――紙の本を愛読する人達はネットの小説を読まない…よく聞く言葉です。紙の本こそが小説、素人が書いたネットの小説なんか小説じゃない…これもよく聞く。
確かにそれも一理あるでしょう。綺麗な文章、詩的な表現、重厚な情景描写や心理描写を読みたければデビューされているプロの作品を読むのが一番です。
でも私はいわゆる『ケータイ小説』に救われた経験があります。
お恥ずかしい話、私は数年前とてつもなく貧乏でそれはもう笑えないくらいに貧乏だった時、毎月の携帯料金すら払うのを苦労していた時期がありました。
その時期は好きな作家さんの新作を買うのも躊躇していて、本屋に行っても書籍を手に取るだけで我慢…今これを買ってしまえば明日の食費がなくなる…うう…我慢…
何度もそんな経験をしました。私が書店で本を選ぶ時に本当に自分にとってアタリだと思う本しか家に呼びたくないのはこの経験からきてるのだと思います。
紙の本が、全然、買えなかった。古本屋で100円プラス税で買える小説すら、買うのを躊躇していた。

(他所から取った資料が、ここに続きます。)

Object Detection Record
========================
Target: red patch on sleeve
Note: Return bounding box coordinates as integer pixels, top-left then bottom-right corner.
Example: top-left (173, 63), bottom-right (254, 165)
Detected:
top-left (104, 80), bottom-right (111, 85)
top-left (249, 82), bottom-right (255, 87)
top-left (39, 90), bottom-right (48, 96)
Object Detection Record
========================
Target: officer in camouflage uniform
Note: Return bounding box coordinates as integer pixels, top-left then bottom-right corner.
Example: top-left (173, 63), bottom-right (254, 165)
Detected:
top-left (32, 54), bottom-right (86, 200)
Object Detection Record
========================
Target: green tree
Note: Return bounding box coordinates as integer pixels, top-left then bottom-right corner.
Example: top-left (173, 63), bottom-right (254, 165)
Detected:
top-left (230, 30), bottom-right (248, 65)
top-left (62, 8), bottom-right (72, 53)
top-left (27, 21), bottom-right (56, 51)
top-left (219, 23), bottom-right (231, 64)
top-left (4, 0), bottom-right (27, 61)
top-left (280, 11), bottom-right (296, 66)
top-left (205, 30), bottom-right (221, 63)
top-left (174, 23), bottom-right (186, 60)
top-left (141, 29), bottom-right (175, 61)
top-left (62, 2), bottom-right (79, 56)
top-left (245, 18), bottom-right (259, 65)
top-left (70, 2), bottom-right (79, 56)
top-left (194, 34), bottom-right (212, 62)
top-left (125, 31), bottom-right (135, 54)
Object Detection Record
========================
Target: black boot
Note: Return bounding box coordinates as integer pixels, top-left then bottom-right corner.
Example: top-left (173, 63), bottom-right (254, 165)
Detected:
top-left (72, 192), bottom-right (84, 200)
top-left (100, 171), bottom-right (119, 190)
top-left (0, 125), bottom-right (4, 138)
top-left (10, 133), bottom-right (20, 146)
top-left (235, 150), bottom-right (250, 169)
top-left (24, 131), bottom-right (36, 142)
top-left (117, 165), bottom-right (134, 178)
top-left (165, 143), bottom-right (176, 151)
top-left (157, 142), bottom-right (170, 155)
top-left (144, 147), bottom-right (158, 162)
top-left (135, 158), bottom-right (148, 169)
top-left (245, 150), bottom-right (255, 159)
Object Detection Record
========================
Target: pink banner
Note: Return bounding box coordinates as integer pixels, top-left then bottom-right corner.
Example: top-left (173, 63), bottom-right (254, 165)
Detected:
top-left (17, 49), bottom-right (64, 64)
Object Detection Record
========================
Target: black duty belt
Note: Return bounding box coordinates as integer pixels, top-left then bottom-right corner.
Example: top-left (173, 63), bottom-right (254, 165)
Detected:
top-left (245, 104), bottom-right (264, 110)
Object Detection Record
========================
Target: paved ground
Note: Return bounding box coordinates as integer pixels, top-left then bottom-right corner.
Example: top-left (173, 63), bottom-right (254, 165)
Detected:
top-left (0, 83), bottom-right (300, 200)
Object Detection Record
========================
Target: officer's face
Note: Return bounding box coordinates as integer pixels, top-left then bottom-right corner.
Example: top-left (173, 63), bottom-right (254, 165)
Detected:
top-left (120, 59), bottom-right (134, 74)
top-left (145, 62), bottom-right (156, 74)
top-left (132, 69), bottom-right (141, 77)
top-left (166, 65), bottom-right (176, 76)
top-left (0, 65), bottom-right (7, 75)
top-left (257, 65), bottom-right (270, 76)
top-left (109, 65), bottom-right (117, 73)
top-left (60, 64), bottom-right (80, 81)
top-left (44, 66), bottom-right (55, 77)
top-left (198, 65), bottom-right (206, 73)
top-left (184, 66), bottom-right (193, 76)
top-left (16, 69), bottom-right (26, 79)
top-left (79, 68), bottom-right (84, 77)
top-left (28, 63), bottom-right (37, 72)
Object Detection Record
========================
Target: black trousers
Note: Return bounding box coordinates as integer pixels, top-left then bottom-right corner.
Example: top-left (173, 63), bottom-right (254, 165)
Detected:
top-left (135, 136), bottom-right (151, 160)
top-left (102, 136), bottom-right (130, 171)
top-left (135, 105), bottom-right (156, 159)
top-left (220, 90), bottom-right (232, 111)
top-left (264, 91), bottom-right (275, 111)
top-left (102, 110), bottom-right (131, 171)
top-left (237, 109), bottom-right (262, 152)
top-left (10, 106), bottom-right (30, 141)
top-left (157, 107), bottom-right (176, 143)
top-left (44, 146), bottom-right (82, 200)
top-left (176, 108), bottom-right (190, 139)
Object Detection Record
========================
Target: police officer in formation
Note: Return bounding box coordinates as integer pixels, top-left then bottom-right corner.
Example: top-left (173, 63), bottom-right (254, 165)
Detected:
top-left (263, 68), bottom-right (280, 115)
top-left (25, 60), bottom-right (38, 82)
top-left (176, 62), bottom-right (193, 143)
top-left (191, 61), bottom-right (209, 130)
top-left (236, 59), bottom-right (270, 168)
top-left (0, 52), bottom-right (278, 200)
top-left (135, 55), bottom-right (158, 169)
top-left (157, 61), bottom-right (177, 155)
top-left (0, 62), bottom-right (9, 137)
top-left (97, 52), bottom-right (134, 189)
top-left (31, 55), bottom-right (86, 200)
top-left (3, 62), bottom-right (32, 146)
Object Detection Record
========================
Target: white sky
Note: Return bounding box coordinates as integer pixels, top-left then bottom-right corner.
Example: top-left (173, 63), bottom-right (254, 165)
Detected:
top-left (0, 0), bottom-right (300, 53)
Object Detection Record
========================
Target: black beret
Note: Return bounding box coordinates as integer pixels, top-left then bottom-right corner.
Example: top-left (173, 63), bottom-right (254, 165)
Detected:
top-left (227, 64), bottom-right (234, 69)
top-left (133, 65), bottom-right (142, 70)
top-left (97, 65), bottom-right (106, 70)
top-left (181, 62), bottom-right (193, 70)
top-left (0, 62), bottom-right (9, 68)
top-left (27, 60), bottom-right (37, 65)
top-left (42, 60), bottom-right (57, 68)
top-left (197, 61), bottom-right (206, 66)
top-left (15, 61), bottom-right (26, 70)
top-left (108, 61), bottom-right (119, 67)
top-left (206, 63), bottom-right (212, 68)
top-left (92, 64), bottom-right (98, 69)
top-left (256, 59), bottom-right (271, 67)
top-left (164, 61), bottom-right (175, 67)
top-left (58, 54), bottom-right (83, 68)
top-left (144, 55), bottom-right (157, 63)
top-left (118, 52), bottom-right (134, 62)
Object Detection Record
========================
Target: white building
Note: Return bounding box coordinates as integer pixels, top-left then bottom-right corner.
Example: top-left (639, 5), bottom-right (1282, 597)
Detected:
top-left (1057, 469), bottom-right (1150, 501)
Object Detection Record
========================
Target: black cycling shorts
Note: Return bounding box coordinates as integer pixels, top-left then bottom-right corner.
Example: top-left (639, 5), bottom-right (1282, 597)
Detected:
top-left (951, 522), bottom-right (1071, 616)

そんな時、無料で読める小説がその頃の『ケータイ小説』サイトの小説でした。携帯料金を払うのも確かに苦しかったけど、払ってしまえばあと1ヶ月は携帯は繋がっているし、自分なりのネット時間の上限を決めて使えばそれほど問題はない。
携帯で手軽に読める素人が書いた無料のケータイ小説。生活が苦しかった私は物語の中に入り込んで現実逃避がしたかった。
私はケータイ小説に掲載されている自分好みの小説を読み漁った。気に入った作品は何度も何度も読み、お気に入りのキャラができるとそのキャラのことばかり妄想した。楽しかった。なんだか救われる気持ちだった。
WEB小説作家さんでWEB小説とケータイ小説は違う…と仰る方も何人か見ました。きっとその作家さん達にとってはケータイ小説はWEB小説よりも格下扱いなのかもしれません。
ケータイ小説なんてww…って。
でもケータイ小説のあの文化があるからネットで小説を書いて投稿する文化がここまで浸透してきたのかなとも思います。
まぁここに集う作家や読者以外の人達はネットに小説を投稿して無料で読めるサイトがあることすら知らなかったりしますよね。
紙の本以外は小説とは認めんぞ!な人と遭遇した時は(あ、この人はきっと紙の本を躊躇なく買えてしまうほどにはお金の苦労をしたことはないんだろう。心の声)と思っています。
……なにが言いたいのかわからなくなってきたぞ。
私はケータイ小説に救われたし、そんな風に誰かの救いや癒し、現実逃避の存在になれるのなら、紙の本もWEB小説もケータイ小説も関係ないよねって感じた話でした。